Zotero PDF reader and Annotations to Markdown Workflow

edited March 10, 2021
I am posting this new topic as requested by @dstillman...

---

Hi, your new PDF reader interface is really good (although it does seem to have a minor bug in missing the occasional letter from the highlighted text).

I would love to see better markdown export capability.

My use case is that I want to annotate my PDFs and get the annotations into Obsidian (and really any other app that handles markdown) with links back to my Zotero reference library to open the specific annotation locations in the source PDF in my Zotero library.

---

The way I do it today is with the zotfile and mdnotes plugins. These are the steps I currently go through and it works great:

1. Annotate the PDF
2. Extract the annotations from the PDF using Zotfile
3. Export the annotations note(s) to markdown using mdnotes
4. Open the markdown file and copy and paste it into the notes app (in this case Obsidian, but this would work for Bear, Roam, etc.)
5. Have a nicely formatted note in the notes app (Obsidian) with all the links correct so that when I click on them, it opens the PDF inside Zotero at the location of the annotation

---

With the current beta of the PDF reader, this doesn't currently work. I have tried two ways getting the annotation note that I created in PDF reader into Obsidian:

1. Select all the text from within the annotations note created from Zotero PDF Reader and paste into Obsidian. The look of it is not bad, but all the links to the original PDF are lost. The loss of the links to the PDF location is the main issue here. Also, any images that have been captured using the Select Area tool copy over and render okay in Obsidian, but in the raw markdown mode the image description is hundreds of lines of gobledy-gook -- a subset example of which is:

![(data:image/png;base64,iVBORw0KGgoAAAANSUhEUgAAAdoAAACqCAYAAAAKsY7aAAAgAElEQVR4nO3deVxN+eM/8NtmH5NiZN/NZGc0EyJrNINSI7IMY4mQQeEzYcjYZswMM8aStT

...and it goes on...

2. Use mdnotes to export the annotations note created from within PDF Reader to a markdown file. This file is a mess format-wise and also loses all the links back to the pdf.

---

Current workaround which is very undesirable:

1. Annotate in Zotero PDF Reader
2. Export the PDF so that the PDF Reader highlights get embedded into the PDF
3. Reimport the PDF with highlights into Zotero
4. Use my original workflow to use Zotfile to extract annotations and use mdnotes to get markdown and then copy and paste into Obsidian.

---

Desired workflow:

1. Annotate in Zotero PDF Reader
2. Add Item Note from Annotations
3. Right click on the item note and either copy as markdown (so I can then paste into Obsidian without creating a new file) or save as markdown and it shows up as a new item under the parent in my library (which I could subsequently copy/paste into Obsidian.

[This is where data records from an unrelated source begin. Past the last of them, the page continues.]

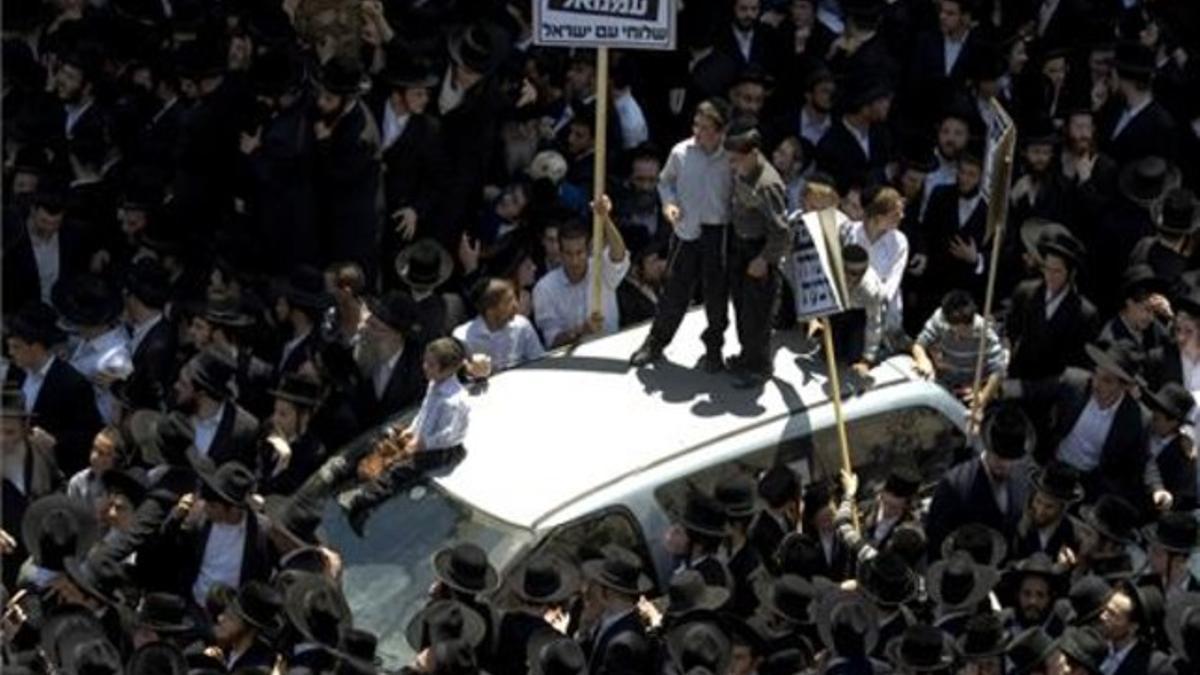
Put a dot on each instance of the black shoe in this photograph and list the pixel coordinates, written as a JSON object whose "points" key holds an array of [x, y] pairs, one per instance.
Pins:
{"points": [[645, 354]]}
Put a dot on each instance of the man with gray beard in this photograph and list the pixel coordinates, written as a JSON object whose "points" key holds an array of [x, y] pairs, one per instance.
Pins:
{"points": [[389, 360]]}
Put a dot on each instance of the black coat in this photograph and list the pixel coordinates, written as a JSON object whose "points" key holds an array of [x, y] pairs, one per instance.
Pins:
{"points": [[1044, 347]]}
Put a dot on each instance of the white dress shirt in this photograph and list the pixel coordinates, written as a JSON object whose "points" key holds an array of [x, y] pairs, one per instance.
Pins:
{"points": [[561, 305], [444, 414], [508, 346]]}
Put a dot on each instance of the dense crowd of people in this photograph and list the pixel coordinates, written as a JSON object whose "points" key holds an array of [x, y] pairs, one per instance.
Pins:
{"points": [[239, 234]]}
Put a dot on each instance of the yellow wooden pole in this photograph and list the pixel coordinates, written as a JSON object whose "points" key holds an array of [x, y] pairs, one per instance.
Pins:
{"points": [[835, 395], [598, 167]]}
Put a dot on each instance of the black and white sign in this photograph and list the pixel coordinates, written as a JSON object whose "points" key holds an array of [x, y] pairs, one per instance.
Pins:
{"points": [[627, 24]]}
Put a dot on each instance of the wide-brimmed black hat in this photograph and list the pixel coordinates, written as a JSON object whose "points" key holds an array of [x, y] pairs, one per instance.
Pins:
{"points": [[1145, 181], [1030, 649], [1173, 400], [165, 614], [465, 567], [36, 323], [688, 592], [985, 544], [1111, 517], [983, 637], [1060, 481], [424, 266], [844, 614], [546, 580], [57, 527], [959, 583], [87, 299], [703, 515], [887, 580], [922, 647], [445, 620], [231, 483], [1008, 432], [700, 644], [619, 569], [1176, 531]]}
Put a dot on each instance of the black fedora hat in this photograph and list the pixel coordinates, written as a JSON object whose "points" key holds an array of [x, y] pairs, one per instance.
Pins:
{"points": [[424, 264], [619, 569], [1145, 181], [1175, 531], [921, 649], [1171, 400], [1030, 649], [36, 323], [231, 483], [703, 515], [1060, 481], [959, 583], [688, 592], [1111, 517], [887, 580], [1120, 358], [55, 527], [300, 389], [465, 567], [983, 637], [1008, 432], [165, 614], [546, 580], [700, 644], [445, 620]]}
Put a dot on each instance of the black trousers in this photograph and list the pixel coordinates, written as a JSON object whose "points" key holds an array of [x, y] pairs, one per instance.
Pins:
{"points": [[699, 261], [754, 304]]}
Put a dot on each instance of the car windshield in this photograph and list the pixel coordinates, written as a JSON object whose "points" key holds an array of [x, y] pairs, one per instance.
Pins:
{"points": [[388, 572]]}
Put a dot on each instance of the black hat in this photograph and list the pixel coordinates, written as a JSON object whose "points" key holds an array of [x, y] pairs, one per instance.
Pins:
{"points": [[1008, 432], [165, 614], [985, 544], [959, 583], [87, 299], [341, 76], [983, 637], [619, 569], [465, 567], [546, 579], [1060, 481], [231, 483], [258, 604], [1175, 531], [779, 485], [1145, 181], [300, 389], [703, 515], [1180, 213], [36, 323], [445, 620], [737, 493], [845, 616], [1030, 649], [1117, 358], [887, 580], [922, 647], [1111, 517], [701, 644], [688, 591], [1171, 400], [149, 282], [396, 310], [55, 527], [424, 266]]}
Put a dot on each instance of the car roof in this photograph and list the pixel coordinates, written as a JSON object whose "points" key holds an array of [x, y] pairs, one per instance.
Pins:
{"points": [[551, 431]]}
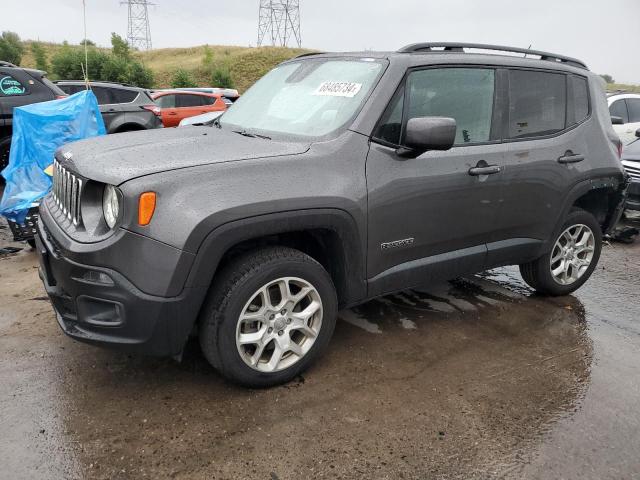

Key requirements for this desired workflow:

- The pasted/created markdown should include the reference links back into the PDF where the annotation came from. So in Obsidian, I should be able to click on the link for the highlight and it should open up the PDF file in Zotero on the right page (which is basically the "Go to Page" link in the Zotero PDF Reader Annotation note).
- Also, this should export any images that are in the Zotero Item note so they show up in Obsidian (these are the images captured by Zotero PDF Reader in the item note when using the Select Area function). But somehow these need to come over in a way where they are image files and not hundreds of lines of gibberish.

---

Even more desired: create an Obsidian plugin to do all this automatically.
  • This sounds like it's mainly an issue for mdnotes (https://github.com/argenos/zotero-mdnotes ) which is designed for notes in the old format and extracted annotations by ZotFile.

    I don't think there's anything fundamental that would preclude using the same workflow as ZotFile otherwise.

    The image issue may be tricky to solve though. Those are embedded encoded images, which would be the only way to have an image in html/markdown without creating a separate file.
  • I guess the key request is for Zotero PDF Reader to be able to export its note annotations as markdown while also retaining backlinks to the original location back inn the source PDF in the Zotero library. I had heard somewhere that this was on the roadmap, but I am looking to confirm that.

    Solving the image issue would just be a bonus.
  • Backlinks in the format created by Zotfile Extracted Annotations still work in the new note editor - i.e. they open the pdf at the page number in the annotation link. This bodes well for converting mdnotes to use the new editor.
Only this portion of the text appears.